Cette hypertension démographique constitue un enjeu majeur. Au moment de quitter Djibouti, Dominique Ponchardier, l’un de ses derniers administrateurs français, estimait que la France n’avait rien fait d’autre sur ce territoire que laisser des cheveux blancs (« Tu sais ce que je veux leur donner ici ? Des cheveux blancs. Si la France part d’ici en laissant derrière elle quelques milliers de beaux vieillards, je saurai que j’ai fait quelque chose de plus dans ma vie que trente romans policiers » (6)). En multipliant les centres de santé et en diminuant sensiblement la mortalité dans un pays où la vie était particulièrement rude et les populations difficiles d’accès, la puissance coloniale avait favorisé la croissance démographique. Or, par un autre curieux revirement de l’histoire, c’est bien la transition démographique que les autorités djiboutiennes devront gérer avec clairvoyance.
Parmi les solutions, certains pensent à l’émigration. En 2008, un projet surréaliste de pont enjambant la mer Rouge entre Djibouti et le Yémen et prenant appui sur l’îlot Périm (clin d’œil de l’Histoire) était sorti des cartons. Long de 28,5 km, il aurait permis la création d’une ville nouvelle au nord d’Obock (Madina al-Nour). Il est probable qu’il aurait constitué la soupape par laquelle des milliers de jeunes chômeurs, parfois diplômés, se seraient expatriés au Moyen-Orient. Mais, là encore, l’initiateur était étranger puisqu’il s’agissait de Tarek ben Laden, frère de celui contre lequel s’était ligué une partie du monde. Il se disait prêt à financer la construction de l’ouvrage d’art, pour un montant de 70 milliards de dollars. Le dossier est provisoirement retourné dans ses cartons.

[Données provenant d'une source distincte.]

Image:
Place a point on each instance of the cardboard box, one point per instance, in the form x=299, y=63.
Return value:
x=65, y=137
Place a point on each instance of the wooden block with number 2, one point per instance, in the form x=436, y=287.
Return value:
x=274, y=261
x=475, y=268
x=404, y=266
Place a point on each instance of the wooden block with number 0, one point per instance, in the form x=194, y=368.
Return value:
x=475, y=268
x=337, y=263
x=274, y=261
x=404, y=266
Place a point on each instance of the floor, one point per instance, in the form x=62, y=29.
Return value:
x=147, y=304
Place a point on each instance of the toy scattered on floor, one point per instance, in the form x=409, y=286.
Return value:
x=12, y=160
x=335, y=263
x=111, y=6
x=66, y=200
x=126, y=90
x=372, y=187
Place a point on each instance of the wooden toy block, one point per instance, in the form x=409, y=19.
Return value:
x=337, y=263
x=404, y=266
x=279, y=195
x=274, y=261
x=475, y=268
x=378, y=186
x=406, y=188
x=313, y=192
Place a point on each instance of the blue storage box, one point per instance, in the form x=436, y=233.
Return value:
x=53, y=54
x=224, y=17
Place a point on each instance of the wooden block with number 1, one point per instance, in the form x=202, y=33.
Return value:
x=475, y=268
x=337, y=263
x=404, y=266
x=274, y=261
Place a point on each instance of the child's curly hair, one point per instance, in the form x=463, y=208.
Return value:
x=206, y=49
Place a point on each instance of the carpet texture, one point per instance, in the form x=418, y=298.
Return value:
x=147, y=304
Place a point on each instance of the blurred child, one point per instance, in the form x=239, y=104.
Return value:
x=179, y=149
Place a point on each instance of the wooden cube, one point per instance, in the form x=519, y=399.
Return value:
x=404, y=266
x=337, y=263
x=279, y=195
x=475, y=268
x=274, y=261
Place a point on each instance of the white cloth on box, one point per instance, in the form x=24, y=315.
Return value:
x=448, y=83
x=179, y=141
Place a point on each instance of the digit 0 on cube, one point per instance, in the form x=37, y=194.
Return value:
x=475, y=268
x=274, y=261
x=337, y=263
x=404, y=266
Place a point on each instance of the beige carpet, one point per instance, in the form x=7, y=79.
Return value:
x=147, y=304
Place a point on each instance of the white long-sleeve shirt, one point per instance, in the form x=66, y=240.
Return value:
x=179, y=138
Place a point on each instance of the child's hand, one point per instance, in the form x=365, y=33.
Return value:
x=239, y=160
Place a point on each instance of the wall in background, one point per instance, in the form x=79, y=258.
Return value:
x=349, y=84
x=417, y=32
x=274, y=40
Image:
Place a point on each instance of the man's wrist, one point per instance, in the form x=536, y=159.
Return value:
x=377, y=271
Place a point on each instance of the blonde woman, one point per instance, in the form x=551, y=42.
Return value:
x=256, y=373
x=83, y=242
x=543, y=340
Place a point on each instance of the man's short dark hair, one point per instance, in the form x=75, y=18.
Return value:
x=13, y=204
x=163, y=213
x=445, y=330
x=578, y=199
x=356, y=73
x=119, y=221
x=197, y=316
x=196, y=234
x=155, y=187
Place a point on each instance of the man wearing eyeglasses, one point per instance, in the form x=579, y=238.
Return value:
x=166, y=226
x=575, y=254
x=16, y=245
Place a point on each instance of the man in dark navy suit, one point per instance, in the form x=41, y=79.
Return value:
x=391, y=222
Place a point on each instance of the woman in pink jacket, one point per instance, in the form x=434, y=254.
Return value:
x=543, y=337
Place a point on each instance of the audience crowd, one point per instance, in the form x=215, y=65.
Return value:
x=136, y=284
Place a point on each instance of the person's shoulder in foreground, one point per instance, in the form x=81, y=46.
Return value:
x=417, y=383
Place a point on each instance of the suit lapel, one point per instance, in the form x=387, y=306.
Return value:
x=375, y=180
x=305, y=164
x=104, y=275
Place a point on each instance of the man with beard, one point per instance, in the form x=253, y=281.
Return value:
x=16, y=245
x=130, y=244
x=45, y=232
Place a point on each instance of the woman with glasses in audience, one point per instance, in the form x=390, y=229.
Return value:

Ismaël Omar Guelleh se flatte d’avoir une vision pour son pays. Il est temps de la dévoiler, car tant que Djibouti sera offert en location au plus offrant, il s’exposera à des lendemains qui déchantent. Et l’impatience qui bout sous les tôles surchauffées du bidonville de Balbala est une bombe à retardement.

Notes
(1) « Obock, en passant », Revue Bleue, no 9, 1887.
(2) Simon Imbert-Vier, « L’invention de territoires djiboutiens », in Amina Saïd Chiré (dir.), Djibouti contemporain, Paris, Karthala, 2013, p. 41-64.
(3) Philippe Leymarie, « À Djibouti, la première base du Japon à l’étranger depuis 1945 », Le Monde Diplomatique, 20 janvier 2011.
(4) Sébastien Le Belzic, « Djibouti, capitale de la Chinafrique », Le Monde Afrique, 25 janvier 2016.
(5) Aden Omar Abdillahi, « Géopolitique de Djibouti : des incertitudes de la naissance à l’espérance de l’âge adulte », Djibouti contemporain, op. cit., p. 155.
(6) Cité par Romain Gary dans Les Trésors de la mer Rouge, p. 55. Ponchardier, ancien résistant, était également l’auteur de la série des Gorilles, aux éditions Fleuve Noir, sous le pseudonyme de Dominique Antoine.

Article paru dans Diplomatie n°81, juillet-août 2016.